Br J Clin Pharmacol. 2025 Aug;91(8):2294-2303. doi: 10.1002/bcp.70036. Epub 2025 Mar 11.
This study aimed to evaluate the accuracy and completeness of GPT-4, a large language model, in answering clinical pharmacological questions related to pain therapy, with a focus on its potential as a tool for delivering patient-facing medical information. The objective was to assess its reliability in delivering medical information in the context of pain management.
A cross-sectional survey-based study was conducted with healthcare professionals, including physicians and pharmacists. Participants submitted up to 8 clinical pharmacology questions on pain management, focusing on drug interactions, dosages and contraindications. GPT-4's responses were evaluated based on comprehensibility, detail, satisfaction, medical-pharmacological accuracy and completeness. Additionally, responses were compared to the German Drug Directory to assess their accuracy.
The majority of participants (99%) found GPT-4's responses comprehensible, while 84% considered the information detailed enough. Overall satisfaction was high, with 93% expressing satisfaction, and 96% deemed the responses medically accurate. However, only 63% rated the information as complete, with some identifying gaps in pharmacokinetics and drug interaction data. Usability was evaluated as good to excellent, with a System Usability Scale score of 83.38 (± 10.26).
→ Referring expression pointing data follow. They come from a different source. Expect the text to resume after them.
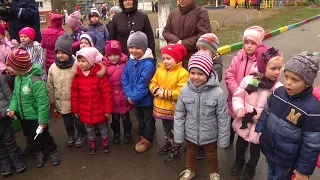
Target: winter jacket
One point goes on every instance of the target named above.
(91, 96)
(239, 68)
(59, 87)
(114, 73)
(23, 13)
(242, 100)
(187, 24)
(171, 81)
(5, 97)
(29, 99)
(139, 21)
(49, 38)
(101, 33)
(201, 114)
(290, 127)
(135, 79)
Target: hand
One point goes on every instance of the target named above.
(300, 176)
(241, 113)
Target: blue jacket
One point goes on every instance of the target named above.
(290, 127)
(136, 77)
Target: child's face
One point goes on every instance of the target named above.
(136, 52)
(250, 47)
(114, 58)
(168, 61)
(24, 39)
(293, 83)
(84, 43)
(62, 56)
(83, 63)
(198, 77)
(273, 69)
(204, 49)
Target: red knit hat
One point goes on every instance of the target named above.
(113, 47)
(176, 51)
(19, 59)
(31, 33)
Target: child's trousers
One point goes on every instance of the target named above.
(211, 155)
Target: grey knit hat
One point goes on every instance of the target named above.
(64, 43)
(138, 39)
(305, 65)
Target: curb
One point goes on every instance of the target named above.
(238, 45)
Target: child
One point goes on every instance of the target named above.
(240, 67)
(115, 62)
(59, 81)
(9, 152)
(49, 38)
(135, 79)
(201, 115)
(91, 98)
(98, 29)
(30, 101)
(289, 125)
(251, 96)
(165, 86)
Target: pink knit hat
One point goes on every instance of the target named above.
(255, 34)
(91, 54)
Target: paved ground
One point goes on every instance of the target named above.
(124, 163)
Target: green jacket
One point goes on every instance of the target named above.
(29, 98)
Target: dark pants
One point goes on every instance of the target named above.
(44, 141)
(241, 147)
(168, 127)
(71, 122)
(147, 125)
(127, 124)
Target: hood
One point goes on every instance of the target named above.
(129, 11)
(213, 81)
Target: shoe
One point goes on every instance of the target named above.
(70, 141)
(127, 138)
(214, 176)
(40, 159)
(92, 148)
(166, 148)
(116, 139)
(187, 175)
(248, 173)
(55, 159)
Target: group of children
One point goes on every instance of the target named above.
(86, 89)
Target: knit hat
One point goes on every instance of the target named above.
(176, 51)
(201, 60)
(305, 65)
(113, 47)
(64, 43)
(139, 40)
(263, 54)
(31, 33)
(19, 59)
(210, 41)
(255, 34)
(91, 54)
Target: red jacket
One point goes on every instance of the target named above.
(91, 96)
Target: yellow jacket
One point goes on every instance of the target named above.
(171, 81)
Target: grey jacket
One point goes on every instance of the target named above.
(5, 96)
(201, 114)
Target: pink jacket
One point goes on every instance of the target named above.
(241, 99)
(239, 68)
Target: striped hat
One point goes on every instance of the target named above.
(19, 60)
(201, 60)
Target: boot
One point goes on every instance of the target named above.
(55, 159)
(40, 159)
(166, 148)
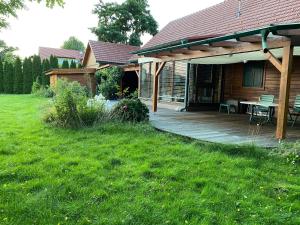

GPT-4 demonstrates potential as a tool for delivering medical information, particularly in pain management. However, limitations such as incomplete pharmacological data and the potential for contextual carryover in follow-up questions suggest that further refinement is necessary. Developing specialized artificial intelligence tools that integrate real-time pharmacological databases could improve accuracy and reliability for clinical decision-making.
本研究旨在评估大型语言模型GPT-4在回答与疼痛治疗相关的临床药理学问题时的准确性和完整性,重点关注其作为向患者提供医疗信息工具的潜力。目的是评估其在疼痛管理背景下提供医疗信息的可靠性。
对包括医生和药剂师在内的医疗专业人员进行了一项基于横断面调查的研究。参与者提交了多达8个关于疼痛管理的临床药理学问题,重点是药物相互作用、剂量和禁忌症。根据可理解性、细节、满意度、医学药理学准确性和完整性对GPT-4的回答进行评估。此外,将回答与《德国药品目录》进行比较以评估其准确性。
大多数参与者(99%)认为GPT-4的回答易于理解,而84%的人认为信息足够详细。总体满意度较高,93%的人表示满意,96%的人认为回答在医学上准确。然而,只有63%的人将信息评为完整,一些人指出在药代动力学和药物相互作用数据方面存在差距。可用性评估为良好至优秀,系统可用性量表得分为83.38(±10.26)。
GPT-4显示出作为提供医疗信息工具的潜力,特别是在疼痛管理方面。然而,诸如药理学数据不完整以及后续问题中可能存在背景信息延续等局限性表明,有必要进一步完善。开发整合实时药理学数据库的专门人工智能工具可以提高临床决策的准确性和可靠性。